Half of advisers look to platforms for Consumer Duty support



Almost half (46%) of advisers aware of the Financial Conduct Authority’s (FCA) new Consumer Duty rules plan to turn to platform providers for implementation support, according to a new report.

Two in five (44%) said they would rely on internal resources, whilst 39% planned to engage an external compliance provider.

Seven in ten (73%) of the advisers surveyed by abrdn were aware of the proposed regulations. Awareness was highest among networked firms (75%) and lowest among those at firms with restricted direct authorisation (69%).

Over half (54%) said they expected their firm would need to make procedural changes in order to comply with Consumer Duty.

Just under half (46%) expected their firms would need to take on additional resources in order to comply, with those working in directly authorised business (50%) most likely to be planning to hire.

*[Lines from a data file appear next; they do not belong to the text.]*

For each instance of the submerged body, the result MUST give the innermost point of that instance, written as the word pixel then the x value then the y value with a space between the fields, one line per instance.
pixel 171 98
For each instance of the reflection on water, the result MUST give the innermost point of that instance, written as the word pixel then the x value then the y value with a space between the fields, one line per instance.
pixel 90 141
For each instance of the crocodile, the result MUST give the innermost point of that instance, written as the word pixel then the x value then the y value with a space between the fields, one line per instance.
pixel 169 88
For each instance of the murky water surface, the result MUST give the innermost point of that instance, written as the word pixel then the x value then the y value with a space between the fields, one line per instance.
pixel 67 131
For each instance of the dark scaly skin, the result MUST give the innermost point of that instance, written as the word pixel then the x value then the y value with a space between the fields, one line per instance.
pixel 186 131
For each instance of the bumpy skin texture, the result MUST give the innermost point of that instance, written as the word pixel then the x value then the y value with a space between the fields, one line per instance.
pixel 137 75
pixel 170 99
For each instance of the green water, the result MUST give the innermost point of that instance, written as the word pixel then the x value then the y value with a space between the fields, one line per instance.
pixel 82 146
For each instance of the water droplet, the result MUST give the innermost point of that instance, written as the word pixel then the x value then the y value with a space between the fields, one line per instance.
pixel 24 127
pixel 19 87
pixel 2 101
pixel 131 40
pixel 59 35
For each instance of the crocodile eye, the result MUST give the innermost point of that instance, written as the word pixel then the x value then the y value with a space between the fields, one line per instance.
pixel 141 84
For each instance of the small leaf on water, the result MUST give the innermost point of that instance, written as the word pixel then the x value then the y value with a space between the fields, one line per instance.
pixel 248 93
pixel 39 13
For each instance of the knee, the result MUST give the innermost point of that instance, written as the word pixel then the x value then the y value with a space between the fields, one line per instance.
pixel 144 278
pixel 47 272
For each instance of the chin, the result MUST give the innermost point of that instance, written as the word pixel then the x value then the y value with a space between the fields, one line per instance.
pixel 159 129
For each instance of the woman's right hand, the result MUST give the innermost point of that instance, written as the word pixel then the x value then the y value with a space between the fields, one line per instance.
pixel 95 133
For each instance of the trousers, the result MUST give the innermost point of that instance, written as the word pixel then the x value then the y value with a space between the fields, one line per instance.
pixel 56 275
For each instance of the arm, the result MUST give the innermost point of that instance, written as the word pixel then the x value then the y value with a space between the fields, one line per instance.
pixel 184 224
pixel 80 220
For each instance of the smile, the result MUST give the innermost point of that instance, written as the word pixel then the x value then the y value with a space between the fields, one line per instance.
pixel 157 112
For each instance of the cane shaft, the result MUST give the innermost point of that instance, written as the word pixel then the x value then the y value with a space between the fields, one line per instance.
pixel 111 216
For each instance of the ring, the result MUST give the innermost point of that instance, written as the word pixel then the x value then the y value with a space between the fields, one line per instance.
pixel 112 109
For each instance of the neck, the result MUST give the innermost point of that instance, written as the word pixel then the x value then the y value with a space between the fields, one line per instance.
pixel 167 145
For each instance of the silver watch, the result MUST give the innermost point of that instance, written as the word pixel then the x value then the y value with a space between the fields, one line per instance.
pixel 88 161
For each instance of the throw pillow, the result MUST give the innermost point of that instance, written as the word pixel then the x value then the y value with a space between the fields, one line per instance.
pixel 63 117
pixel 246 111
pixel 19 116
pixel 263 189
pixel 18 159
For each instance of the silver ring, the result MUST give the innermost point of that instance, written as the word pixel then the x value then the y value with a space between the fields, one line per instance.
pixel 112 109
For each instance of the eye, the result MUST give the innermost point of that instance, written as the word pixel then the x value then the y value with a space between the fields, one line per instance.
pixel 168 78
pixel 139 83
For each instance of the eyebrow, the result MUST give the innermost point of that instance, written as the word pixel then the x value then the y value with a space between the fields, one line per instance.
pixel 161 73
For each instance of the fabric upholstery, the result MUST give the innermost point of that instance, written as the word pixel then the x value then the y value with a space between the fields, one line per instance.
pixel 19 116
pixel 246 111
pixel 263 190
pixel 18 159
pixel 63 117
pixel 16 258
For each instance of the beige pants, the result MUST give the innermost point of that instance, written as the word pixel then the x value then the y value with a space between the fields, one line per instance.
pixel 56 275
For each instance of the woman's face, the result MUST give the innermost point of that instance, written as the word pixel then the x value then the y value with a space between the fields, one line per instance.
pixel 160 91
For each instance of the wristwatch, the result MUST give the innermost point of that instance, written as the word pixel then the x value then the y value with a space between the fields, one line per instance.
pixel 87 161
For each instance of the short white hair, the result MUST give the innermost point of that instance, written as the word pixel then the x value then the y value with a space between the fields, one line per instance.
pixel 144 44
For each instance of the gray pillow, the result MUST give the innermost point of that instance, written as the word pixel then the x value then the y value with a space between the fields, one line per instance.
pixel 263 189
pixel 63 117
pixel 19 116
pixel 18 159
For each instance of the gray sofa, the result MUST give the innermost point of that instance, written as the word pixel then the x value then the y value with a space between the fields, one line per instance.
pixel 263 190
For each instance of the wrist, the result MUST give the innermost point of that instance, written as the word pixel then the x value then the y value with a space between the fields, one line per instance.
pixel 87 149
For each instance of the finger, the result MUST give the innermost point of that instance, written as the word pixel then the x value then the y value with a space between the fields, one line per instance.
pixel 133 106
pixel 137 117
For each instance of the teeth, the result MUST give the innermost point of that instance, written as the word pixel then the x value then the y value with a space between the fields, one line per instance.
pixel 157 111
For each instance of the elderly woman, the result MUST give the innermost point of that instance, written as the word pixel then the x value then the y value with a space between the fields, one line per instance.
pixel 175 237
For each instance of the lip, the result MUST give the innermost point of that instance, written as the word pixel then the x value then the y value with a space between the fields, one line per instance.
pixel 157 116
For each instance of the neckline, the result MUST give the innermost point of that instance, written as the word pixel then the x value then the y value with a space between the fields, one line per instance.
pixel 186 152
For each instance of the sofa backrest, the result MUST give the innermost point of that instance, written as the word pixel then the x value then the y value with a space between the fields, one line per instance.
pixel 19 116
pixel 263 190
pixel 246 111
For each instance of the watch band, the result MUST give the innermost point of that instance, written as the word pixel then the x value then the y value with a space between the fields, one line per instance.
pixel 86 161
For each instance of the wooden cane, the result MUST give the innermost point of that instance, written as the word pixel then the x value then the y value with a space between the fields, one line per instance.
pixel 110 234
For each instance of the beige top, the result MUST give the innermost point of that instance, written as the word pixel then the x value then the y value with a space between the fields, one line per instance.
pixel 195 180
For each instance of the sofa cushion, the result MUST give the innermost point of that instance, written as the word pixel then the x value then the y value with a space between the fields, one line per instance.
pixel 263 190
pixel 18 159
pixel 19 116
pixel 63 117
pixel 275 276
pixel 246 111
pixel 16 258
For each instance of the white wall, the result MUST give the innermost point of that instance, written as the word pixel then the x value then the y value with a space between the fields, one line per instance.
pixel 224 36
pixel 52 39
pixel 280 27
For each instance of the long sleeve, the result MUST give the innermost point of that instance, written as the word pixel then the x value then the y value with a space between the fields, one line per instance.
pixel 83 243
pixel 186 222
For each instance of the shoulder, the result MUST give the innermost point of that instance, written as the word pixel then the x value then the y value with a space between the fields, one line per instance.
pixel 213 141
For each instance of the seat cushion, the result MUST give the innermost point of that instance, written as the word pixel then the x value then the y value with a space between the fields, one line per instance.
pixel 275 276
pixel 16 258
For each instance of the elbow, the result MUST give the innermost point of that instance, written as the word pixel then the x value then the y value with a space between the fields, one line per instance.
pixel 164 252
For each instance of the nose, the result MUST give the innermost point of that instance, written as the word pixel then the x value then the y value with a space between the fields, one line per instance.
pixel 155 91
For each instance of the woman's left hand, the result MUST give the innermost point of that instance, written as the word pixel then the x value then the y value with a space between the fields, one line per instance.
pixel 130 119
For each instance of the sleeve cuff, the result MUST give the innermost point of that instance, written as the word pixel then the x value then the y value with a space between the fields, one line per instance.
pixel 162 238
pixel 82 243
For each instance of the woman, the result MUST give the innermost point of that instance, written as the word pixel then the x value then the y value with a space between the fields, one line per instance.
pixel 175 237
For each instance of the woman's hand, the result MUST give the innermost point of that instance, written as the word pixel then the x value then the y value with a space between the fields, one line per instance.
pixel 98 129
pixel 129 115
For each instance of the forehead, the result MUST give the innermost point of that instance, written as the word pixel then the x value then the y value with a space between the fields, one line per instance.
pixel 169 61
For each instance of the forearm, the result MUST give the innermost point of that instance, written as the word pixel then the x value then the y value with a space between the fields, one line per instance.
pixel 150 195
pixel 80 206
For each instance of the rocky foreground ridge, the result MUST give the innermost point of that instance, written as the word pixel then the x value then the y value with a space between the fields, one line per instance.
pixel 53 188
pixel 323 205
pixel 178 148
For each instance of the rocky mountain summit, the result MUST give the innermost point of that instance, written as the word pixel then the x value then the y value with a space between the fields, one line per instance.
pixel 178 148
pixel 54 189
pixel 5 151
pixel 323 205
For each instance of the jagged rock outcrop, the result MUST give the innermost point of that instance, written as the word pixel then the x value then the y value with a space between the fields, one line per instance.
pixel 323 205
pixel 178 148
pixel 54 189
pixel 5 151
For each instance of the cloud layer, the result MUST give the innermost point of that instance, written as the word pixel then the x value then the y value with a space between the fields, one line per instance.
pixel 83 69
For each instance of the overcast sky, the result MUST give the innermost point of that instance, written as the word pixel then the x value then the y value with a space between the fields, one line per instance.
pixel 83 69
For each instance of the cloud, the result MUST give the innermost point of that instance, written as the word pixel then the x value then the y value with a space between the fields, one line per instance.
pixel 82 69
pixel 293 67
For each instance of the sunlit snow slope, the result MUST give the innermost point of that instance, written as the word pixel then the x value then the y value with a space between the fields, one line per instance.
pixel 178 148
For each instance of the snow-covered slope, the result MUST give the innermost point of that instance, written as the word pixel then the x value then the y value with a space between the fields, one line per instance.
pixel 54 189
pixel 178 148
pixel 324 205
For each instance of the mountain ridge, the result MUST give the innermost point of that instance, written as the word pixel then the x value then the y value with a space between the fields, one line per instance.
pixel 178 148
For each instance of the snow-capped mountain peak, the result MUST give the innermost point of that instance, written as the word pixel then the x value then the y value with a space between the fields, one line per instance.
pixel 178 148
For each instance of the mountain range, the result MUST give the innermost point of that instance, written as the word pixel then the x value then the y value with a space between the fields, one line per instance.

Two fifths (44%) of advisers expect to see overhead costs increase. Those in networks were least likely to expect to see a financial impact (35%), rising to 51% of advisers in directly authorised firms.

When it came to the challenges in adopting the new regulation, advisers most frequently pointed toward a lack of understanding of the new requirements as the biggest hurdle (25%), with a quarter citing the financial pressure of increased overhead costs.

Another quarter of the advisers surveyed said they lack the capacity within their business to support the administrative burden of Consumer Duty, while 23% said they expect to struggle with implementation deadlines being too tight.

Alastair Black, head of industry change at abrdn, said: “Consumer Duty will be a big step change for advisers when it comes into force next year. It’s clear that the majority of advisers are already reviewing what it means for their business, and are anticipating the need to change processes, procedures, and even hire, to ensure they are aligned.

“At its core, Consumer Duty is about good governance, which will touch on all parts of firms’ operations. With this in mind, it’s encouraging to see that advisers will be turning to a range of sources to aid their compliance efforts, including their third-party partners.

“Consumer Duty is essentially advocating good customer outcomes which is already at the heart of everything an advice firm does. So, while it’s encouraging to see firms considering its implications, the change may not be as big as some fear.”

Censuswide surveyed 424 financial advisers on behalf of abrdn in May.